When Strangers Become Connected Through Poetry
Published at May 12, 2026 by Geoffrey Stekelenburg
We're still a bit overwhelmed, honestly. This past weekend, Dumitrița and I brought Languages of the Heart to life for the first time as a 2-day series of workshops, and what happened was something we'll both be thinking about for a long time.
Dumitrița and I are both immigrants. We know what it's like to arrive in a country that's not yours, to try to find your place in a society that's already established, to feel like an outsider even when people are kind. And we both believe in the power of arts, poetry, and music to say what words alone can't.
We didn’t want another networking event or integration program where people sit awkwardly and exchange pleasantries. We wanted to create a space where people could actually connect, through creativity, through vulnerability, through listening.
We had eleven people show up. People from different countries, different backgrounds, some who'd just arrived in Iceland, some who'd lived here their whole lives.
We filled the weekend with writing exercises, guided imagery, and expressive art activities. The beautiful part? No one had to share what they created. It was just for them.
But then something interesting happened.
After each workshop, we'd ask people to pair up, and we made sure to mix it up each time so people were talking to someone different. We'd ask them questions like: What did you feel? How was this for you?
And they actually wanted to hear the answers. They were curious about each other. Genuinely.
The energy in the room shifted every single workshop. There was laughter. There were people who were emotional. There was so much support happening between strangers who, two days earlier, didn't know each other existed.
And the best part was watching the cultural differences just... dissolve. It wasn't that they didn't matter anymore. It was just that they stopped being the thing people focused on. What people focused on was each other.
In their final reflections, people said they felt safe and that they felt trust. They said they felt seen. They said they felt like they belonged to something, like they were part of a community. These were people who came looking for connection, and they found it.
That's what we were hoping for. And it happened.
By the end of the weekend, everyone had written a poem. And our musicians, María Viktoría Einarsdóttir, Sigrún Kristbjörg Jónsdóttir, and Geoffrey Stekelenburg, will create personal soundtracks for each one. Those poems with their music will be available on streaming services. And in early September, we're hosting an event where participants will perform their poems with the music, with their families and friends there to witness it.

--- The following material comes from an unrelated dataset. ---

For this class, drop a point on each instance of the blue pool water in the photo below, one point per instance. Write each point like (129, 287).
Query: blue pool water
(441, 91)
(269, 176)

None of this would have been possible without our friends at Hafnar.Haus for opening their space to us, truly the creative heart of Reykjavík, and the Immigrant Fund from Iceland's Ministry of Social Affairs and Housing. Their support allowed us to offer this entire weekend completely free.
Because here's the thing we know now more than ever: everyone has a poem inside them. Some people's poems are close to the surface. Some are buried deeper, hidden behind fear, self-judgement, and cultural norms. Our job is to create spaces where those poems can come out. Where people can be heard.
That's what Languages of the Heart was about. That's what we're going to keep on doing.